# Forza 5 playable without download – but DLC required for end game



## Ares (Nov 23, 2009)

*Forza 5 playable without download – but DLC required for end game*

Forza Motorsport 5 is playable right out of the box, Turn 10 has confirmed, contradicting earlier reports.










Speaking to IGN, Turn 10 Studios’ Dan Greenawalt clarified his own comments from earlier in the month about Forza 5 requiring a huge amount of free day one DLC.

“While playing, the player will be asked to connect to Live in order to download a completely fresh set of player-created Drivatar opponents – it’s not a lot of data, but the download contains enough Drivatars to cover all difficulty settings,” he said.

“Connecting will also download new content – but the vast majority of the launch content is contained on the disc. This download is simply additional cars and tracks. The gameplay is not blocked while downloading the additional content; it’s done in the background just like disc install.”

In other words, you can open the box, insert the disc, and start playing, whether or not you connect to Xbox Live right away. That said, if you have plans to finish Forza 5′s career mode, you will need to grab that DLC.

“Deeper areas in the career mode were designed to utilize these additional cars and tracks,” Greenawalt confirmed.
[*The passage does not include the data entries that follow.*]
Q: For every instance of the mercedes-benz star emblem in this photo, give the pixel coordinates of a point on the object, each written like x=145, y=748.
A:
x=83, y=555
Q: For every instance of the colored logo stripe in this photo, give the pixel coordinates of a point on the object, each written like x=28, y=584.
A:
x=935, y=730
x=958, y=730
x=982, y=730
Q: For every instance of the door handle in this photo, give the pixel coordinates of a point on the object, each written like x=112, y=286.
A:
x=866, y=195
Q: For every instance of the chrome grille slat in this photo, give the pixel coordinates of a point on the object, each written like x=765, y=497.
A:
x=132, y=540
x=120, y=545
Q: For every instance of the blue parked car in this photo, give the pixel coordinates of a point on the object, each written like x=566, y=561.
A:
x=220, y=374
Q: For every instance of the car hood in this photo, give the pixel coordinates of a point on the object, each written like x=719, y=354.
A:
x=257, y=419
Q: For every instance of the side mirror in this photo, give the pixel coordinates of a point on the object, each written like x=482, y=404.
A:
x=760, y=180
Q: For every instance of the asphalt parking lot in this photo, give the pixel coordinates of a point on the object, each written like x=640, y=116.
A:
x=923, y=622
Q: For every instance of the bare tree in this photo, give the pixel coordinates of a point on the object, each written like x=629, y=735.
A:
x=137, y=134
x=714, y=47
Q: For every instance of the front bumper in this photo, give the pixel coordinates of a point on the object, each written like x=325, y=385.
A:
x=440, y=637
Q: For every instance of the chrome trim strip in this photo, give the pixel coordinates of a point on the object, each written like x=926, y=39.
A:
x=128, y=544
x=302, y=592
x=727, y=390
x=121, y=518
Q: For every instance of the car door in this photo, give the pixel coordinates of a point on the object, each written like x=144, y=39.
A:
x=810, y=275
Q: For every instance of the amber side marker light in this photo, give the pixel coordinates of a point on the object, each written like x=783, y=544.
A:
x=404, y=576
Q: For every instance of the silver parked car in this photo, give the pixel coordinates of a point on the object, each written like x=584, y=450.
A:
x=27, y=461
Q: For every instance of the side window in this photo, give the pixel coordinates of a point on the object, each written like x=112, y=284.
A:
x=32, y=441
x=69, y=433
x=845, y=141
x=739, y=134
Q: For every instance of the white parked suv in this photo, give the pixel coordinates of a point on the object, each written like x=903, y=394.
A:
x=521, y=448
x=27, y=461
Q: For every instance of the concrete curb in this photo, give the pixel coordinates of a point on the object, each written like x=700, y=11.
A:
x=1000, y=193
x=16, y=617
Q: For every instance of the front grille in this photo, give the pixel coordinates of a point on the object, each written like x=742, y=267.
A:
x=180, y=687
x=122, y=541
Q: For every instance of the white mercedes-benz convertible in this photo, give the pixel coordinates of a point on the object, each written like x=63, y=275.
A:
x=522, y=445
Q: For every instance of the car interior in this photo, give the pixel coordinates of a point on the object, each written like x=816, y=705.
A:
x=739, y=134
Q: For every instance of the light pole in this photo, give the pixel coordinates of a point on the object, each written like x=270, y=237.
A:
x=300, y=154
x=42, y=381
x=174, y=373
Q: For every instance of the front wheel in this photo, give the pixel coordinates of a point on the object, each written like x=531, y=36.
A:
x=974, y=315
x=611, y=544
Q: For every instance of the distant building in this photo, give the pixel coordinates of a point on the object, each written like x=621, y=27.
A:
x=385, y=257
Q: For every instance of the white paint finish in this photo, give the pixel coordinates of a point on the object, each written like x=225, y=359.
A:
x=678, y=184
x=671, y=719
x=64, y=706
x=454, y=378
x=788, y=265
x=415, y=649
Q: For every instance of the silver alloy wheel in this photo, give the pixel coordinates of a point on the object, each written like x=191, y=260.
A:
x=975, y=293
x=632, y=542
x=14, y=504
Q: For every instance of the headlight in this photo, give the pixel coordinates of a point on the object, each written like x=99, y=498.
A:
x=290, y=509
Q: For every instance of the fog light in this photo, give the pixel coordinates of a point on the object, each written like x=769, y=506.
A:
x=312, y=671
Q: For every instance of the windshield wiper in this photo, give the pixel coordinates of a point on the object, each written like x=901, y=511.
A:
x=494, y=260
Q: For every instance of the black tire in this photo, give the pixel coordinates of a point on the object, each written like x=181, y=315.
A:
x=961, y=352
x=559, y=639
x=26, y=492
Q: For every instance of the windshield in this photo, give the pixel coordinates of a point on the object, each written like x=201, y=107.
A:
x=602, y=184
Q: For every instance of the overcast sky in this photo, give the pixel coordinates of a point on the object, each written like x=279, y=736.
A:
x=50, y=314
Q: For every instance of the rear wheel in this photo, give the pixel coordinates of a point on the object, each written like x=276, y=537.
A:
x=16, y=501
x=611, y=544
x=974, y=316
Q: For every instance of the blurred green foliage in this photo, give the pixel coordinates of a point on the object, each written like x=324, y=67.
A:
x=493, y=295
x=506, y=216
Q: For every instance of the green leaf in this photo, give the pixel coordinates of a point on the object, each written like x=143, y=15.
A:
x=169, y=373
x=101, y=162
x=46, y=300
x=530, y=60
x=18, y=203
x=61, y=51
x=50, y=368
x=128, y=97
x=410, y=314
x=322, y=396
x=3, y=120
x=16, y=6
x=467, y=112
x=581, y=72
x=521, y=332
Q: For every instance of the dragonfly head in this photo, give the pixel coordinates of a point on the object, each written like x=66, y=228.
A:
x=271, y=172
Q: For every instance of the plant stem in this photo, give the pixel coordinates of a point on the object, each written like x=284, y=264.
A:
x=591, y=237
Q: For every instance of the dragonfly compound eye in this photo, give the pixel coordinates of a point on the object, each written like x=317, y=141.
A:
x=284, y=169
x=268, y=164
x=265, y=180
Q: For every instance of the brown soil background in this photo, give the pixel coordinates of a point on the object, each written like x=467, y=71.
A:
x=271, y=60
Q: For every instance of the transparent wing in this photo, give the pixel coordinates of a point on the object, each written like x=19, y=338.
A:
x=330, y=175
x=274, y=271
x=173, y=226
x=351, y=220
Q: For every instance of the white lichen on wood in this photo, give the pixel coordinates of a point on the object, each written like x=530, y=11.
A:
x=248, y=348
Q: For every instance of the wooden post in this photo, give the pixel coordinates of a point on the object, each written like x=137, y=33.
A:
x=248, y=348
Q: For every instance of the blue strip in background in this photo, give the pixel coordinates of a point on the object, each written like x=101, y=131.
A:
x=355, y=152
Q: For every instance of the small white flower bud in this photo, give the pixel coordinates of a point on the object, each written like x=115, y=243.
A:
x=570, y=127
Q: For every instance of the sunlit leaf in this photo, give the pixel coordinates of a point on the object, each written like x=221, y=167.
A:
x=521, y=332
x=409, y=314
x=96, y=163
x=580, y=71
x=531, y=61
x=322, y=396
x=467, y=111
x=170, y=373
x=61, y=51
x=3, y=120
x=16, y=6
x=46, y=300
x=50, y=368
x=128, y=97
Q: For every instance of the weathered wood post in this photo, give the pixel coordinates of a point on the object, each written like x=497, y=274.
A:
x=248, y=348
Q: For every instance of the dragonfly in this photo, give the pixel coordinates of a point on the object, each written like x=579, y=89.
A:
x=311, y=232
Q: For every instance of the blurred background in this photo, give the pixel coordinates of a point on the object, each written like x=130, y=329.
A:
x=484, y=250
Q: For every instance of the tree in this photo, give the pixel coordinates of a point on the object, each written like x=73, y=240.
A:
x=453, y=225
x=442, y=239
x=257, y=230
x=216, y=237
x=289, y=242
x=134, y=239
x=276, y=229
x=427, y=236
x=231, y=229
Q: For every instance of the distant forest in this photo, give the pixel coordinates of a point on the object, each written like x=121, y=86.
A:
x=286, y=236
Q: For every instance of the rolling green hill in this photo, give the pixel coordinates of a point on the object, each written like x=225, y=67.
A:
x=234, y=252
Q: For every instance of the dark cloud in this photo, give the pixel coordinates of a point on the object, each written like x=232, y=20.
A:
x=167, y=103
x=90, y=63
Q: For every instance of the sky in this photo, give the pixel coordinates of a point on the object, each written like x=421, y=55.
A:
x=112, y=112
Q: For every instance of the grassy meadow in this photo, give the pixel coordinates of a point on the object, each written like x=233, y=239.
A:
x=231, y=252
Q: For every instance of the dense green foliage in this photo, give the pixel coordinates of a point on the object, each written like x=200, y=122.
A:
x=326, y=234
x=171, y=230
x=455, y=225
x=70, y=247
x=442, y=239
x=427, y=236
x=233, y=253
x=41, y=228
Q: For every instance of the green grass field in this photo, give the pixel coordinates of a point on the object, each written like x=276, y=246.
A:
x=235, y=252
“This is similar to what we did on Forza Motorsports in the last generation as well – shipping both free and premium content at launch. In some ways it’s similar to the Disc 2 content in FM4 as well. However, this time (unlike DLC tracks in previous Forza’s) deeper progression in the career mode was designed to fully integrate this launch downloadable content.”

This emphasis on connectivity and downloadable content may raise a few hackles, but Greenawalt said you can play career mode, free play, and other modes offline, and your progress will synch next time you do go online.

If you want your Drivatars to learn and adapt as you do you’ll have to connect, because it relies on cloud processing, but once you’ve downloaded fresh Drivatar data you don’t need to be online to take advantage of it.

Forza 5 will launch alongside the Xbox One in November. Digital purchases will ship with all day-one content bundled in.

Source: VG24/7


----------



## NBPk402 (Feb 21, 2012)

This reminds me... I need to see if I ever finished Forza 4! I have spent most of my game time on the PS3 playing GT5. I really like Forza 3 better than 4 for gameplay but the graphics were def better in Forza 4 than in Forza 4. Are the graphics that much better in Forza 5?


----------



## Ares (Nov 23, 2009)

From what I have thus far it would seem so Forza 5 is said to run at 60fps at 1080p, Turn 10 have said that the tracks were physically scanned to get in as much detail as possible also they took their time in modelling the cars by using a three layers of surface materials. These layers are the base coat, metal flake, and clear coat, and each reflects light differently. 

On the audio side of things the audio score is being produced by Lucas Skywalker Sound.


----------